Os três agraciados vão partilhar um prêmio em dinheiro de cerca de US$ 1,1 milhão, de acordo com o peso conferido a sua contribuição pela academia.

A singularidade de Penrose

Antes de Penrose, vários físicos tentaram formular mecanismos que pudessem explicar a formação de buracos negros. Em 1916, meses após a publicação da teoria da relatividade geral, o alemão Karl Schwarzschild (1873-1916) foi o primeiro a dar uma contribuição ao debate. Ele mostrou como uma grande concentração de grandes massas curvaria o espaço-tempo, algo previsto pela teoria de Einstein. No final dos anos 1930, o físico norte-americano Robert Oppenheimer (1904-1967) calculou que o colapso de uma estrela de grande porte, com massa muitas vezes maior do que a do Sol, poderia gerar um buraco negro. Quando acabasse seu combustível, a estrela explodiria como uma supernova e se encolheria de forma tão densa que sua gravidade puxaria para dentro de si tudo que estivesse em seu entorno.

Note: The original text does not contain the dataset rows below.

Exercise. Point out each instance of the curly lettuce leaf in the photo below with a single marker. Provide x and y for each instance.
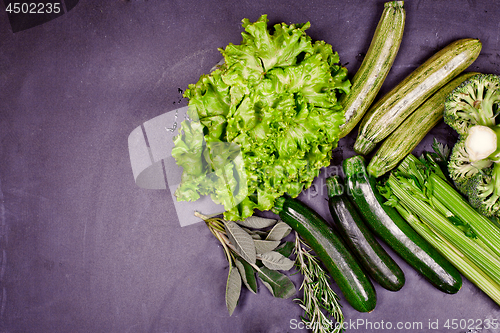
(264, 123)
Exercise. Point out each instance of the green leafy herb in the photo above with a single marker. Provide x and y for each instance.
(279, 231)
(276, 261)
(263, 246)
(442, 150)
(323, 312)
(277, 283)
(233, 289)
(248, 256)
(242, 241)
(247, 274)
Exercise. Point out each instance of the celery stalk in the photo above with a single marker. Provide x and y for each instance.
(488, 232)
(466, 267)
(482, 258)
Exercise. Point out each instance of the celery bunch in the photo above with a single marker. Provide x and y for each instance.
(419, 190)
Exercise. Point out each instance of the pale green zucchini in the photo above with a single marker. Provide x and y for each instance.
(371, 74)
(413, 129)
(390, 111)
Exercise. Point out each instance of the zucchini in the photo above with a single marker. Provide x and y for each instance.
(378, 61)
(329, 248)
(360, 240)
(390, 111)
(386, 222)
(408, 135)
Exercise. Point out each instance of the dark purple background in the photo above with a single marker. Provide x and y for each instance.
(84, 248)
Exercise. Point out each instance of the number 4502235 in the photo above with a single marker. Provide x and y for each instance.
(33, 8)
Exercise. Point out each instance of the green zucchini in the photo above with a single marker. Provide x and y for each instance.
(386, 222)
(408, 135)
(378, 61)
(391, 110)
(329, 248)
(360, 240)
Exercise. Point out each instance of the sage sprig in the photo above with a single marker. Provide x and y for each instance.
(323, 312)
(254, 255)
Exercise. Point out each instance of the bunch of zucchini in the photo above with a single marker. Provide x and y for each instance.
(348, 248)
(403, 116)
(399, 120)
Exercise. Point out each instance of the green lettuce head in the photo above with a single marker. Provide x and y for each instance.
(264, 123)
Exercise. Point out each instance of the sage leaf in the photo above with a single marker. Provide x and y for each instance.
(241, 240)
(277, 283)
(257, 222)
(233, 289)
(247, 275)
(276, 261)
(263, 246)
(256, 234)
(286, 248)
(279, 231)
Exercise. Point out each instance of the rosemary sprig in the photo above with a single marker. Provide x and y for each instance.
(319, 302)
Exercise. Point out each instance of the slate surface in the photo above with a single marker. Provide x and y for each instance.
(86, 250)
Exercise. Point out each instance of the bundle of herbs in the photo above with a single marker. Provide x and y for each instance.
(256, 252)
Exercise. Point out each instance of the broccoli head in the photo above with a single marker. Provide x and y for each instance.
(474, 163)
(461, 168)
(474, 102)
(482, 189)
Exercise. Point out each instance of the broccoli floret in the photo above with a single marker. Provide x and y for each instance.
(461, 168)
(474, 163)
(483, 191)
(474, 102)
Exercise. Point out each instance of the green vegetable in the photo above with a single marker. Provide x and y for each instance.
(420, 187)
(244, 251)
(413, 129)
(386, 222)
(264, 123)
(375, 66)
(318, 297)
(474, 162)
(360, 239)
(468, 269)
(329, 248)
(390, 111)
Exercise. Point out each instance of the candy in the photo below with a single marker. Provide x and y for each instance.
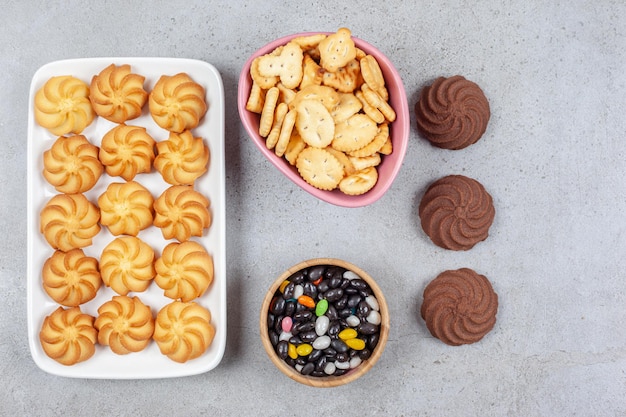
(321, 325)
(321, 307)
(324, 320)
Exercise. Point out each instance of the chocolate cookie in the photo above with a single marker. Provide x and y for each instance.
(456, 212)
(459, 307)
(452, 113)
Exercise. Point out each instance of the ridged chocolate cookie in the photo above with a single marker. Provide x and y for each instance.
(456, 212)
(459, 307)
(452, 113)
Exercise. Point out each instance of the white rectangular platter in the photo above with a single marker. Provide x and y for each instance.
(149, 363)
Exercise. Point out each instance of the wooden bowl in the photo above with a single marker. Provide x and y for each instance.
(325, 381)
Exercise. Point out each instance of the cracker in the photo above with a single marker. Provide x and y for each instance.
(294, 147)
(267, 114)
(312, 73)
(314, 123)
(286, 94)
(360, 182)
(345, 79)
(256, 99)
(354, 133)
(287, 65)
(371, 111)
(319, 168)
(348, 106)
(264, 81)
(272, 138)
(361, 163)
(387, 148)
(375, 100)
(379, 140)
(337, 50)
(372, 74)
(286, 131)
(348, 166)
(328, 96)
(307, 42)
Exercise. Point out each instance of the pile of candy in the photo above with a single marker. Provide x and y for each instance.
(324, 320)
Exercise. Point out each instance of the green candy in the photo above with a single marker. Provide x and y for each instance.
(321, 307)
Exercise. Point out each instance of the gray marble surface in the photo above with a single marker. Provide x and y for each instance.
(553, 158)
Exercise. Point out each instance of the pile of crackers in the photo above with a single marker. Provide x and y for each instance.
(324, 107)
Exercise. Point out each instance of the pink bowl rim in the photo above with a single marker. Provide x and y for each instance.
(400, 128)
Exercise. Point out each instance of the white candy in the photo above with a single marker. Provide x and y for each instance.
(354, 362)
(372, 302)
(350, 275)
(352, 320)
(321, 342)
(330, 368)
(321, 325)
(373, 317)
(298, 291)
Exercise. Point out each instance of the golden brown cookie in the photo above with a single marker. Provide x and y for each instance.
(62, 105)
(181, 212)
(456, 212)
(68, 336)
(126, 208)
(184, 271)
(126, 151)
(125, 324)
(71, 165)
(127, 264)
(452, 113)
(182, 158)
(69, 221)
(71, 278)
(183, 331)
(459, 307)
(117, 94)
(177, 103)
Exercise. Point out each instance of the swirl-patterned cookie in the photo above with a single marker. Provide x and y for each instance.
(117, 94)
(177, 103)
(69, 221)
(127, 264)
(126, 208)
(452, 113)
(62, 105)
(68, 336)
(71, 278)
(183, 331)
(71, 165)
(459, 307)
(126, 151)
(184, 271)
(181, 212)
(456, 212)
(182, 158)
(125, 324)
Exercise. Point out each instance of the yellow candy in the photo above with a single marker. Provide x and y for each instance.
(304, 349)
(347, 333)
(291, 351)
(356, 344)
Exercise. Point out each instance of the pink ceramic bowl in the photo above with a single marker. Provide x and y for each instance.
(399, 129)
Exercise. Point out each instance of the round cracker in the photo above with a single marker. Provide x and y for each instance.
(314, 123)
(360, 182)
(319, 168)
(354, 133)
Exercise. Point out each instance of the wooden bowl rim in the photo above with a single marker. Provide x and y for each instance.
(329, 381)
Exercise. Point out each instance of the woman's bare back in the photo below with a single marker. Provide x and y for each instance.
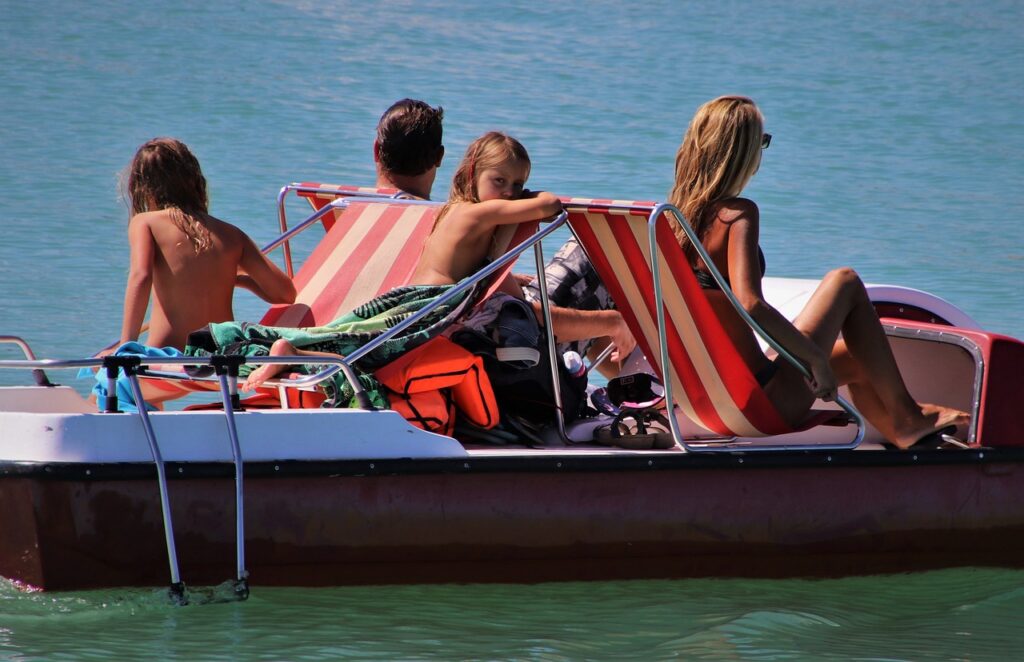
(190, 289)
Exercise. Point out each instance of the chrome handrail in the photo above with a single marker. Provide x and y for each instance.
(656, 211)
(299, 188)
(655, 214)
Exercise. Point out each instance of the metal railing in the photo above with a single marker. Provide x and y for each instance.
(300, 188)
(656, 212)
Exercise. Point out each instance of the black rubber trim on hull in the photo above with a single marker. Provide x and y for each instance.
(544, 463)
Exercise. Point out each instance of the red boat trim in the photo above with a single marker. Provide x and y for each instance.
(542, 463)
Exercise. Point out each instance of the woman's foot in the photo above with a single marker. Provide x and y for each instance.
(281, 347)
(933, 419)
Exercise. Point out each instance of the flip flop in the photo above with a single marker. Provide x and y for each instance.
(943, 439)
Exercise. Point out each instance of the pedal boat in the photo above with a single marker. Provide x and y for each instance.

As discussões arrefeceram até o início dos anos 1960, quando foi confirmada a existência de uma nova classe de objetos estelares, os quasares, que emitem radiação apenas na frequência de rádio e poderiam, em tese, abrigar buracos negros. “Até os primeiros trabalhos de Penrose, havia uma suspeita levantada por físicos russos de que, somente se o colapso estelar fosse esfericamente simétrico, seria formada uma singularidade no interior do buraco negro”, comenta o físico George Matsas, do Instituto de Física Teórica da Universidade Estadual Paulista (IFT-Unesp). “Mas nada na natureza é exatamente simétrico, sempre há imperfeições.”

Penrose ofereceu soluções matemáticas, emprestadas da topologia geométrica, que mostraram que buracos negros sempre têm uma singularidade em seu interior independentemente de como se dá seu colapso. Ele introduziu o conceito de singularidade gravitacional como parte essencial do centro desses misteriosos objetos. A singularidade é uma fronteira na qual todas as leis da natureza se desfazem e o tempo-espaço termina. É o centro do buraco negro para onde vai toda a matéria capturada.

Ondas de rádio

A contribuição de Genzel e de Ghez é posterior à de Penrose e de outra ordem, do campo observacional. A partir de meados dos anos 1990, esses dois astrofísicos começaram a estudar o centro da Via Láctea, que fica na direção da constelação de Sagitário, com o auxílio de grandes telescópios terrestres, como os do Observatório Keck, no Havaí, e o Very Large Telescope (VLT), no Chile. Do centro da Via Láctea sai uma forte emissão de ondas de rádio denominada Sagittarius A*. Em torno desse centro galáctico, giram as estrelas da Via Láctea. Primeiramente, Genzel e depois Ghez mediram a velocidade de deslocamento de estrelas próximas ao centro da galáxia e constataram que a única explicação plausível para suas órbitas era a existência de um buraco negro no centro da Via Láctea.

Em Sagittarius A*, uma região da galáxia de tamanho similar à do Sistema Solar, uma massa equivalente à de 4 milhões de sóis está tão comprimida que sua gravidade altera de maneira perceptível a velocidade e a trajetória do movimento de estrelas vizinhas. Em outras palavras, Sagittarius A* é um enorme buraco negro no coração da Via Láctea, um tipo de objeto que deve existir no interior da maioria das galáxias.

“Há mais de duas décadas, as equipes de Genzel e de Ghez seguem o movimento de estrelas como a S2”, explica o astrofísico Rodrigo Nemmen, do Instituto de Astronomia, Geofísica e Ciências Atmosféricas da Universidade de São Paulo (IAG-USP). “Essas medidas eram a melhor evidência da existência de buracos negros até a comprovação da existência de ondas gravitacionais em 2015 pelo Observatório Ligo.” Também previstas por Einstein, as ondas gravitacionais são decorrentes da fusão de buracos negros e renderam o Nobel de Física de 2017 para um trio de pesquisadores.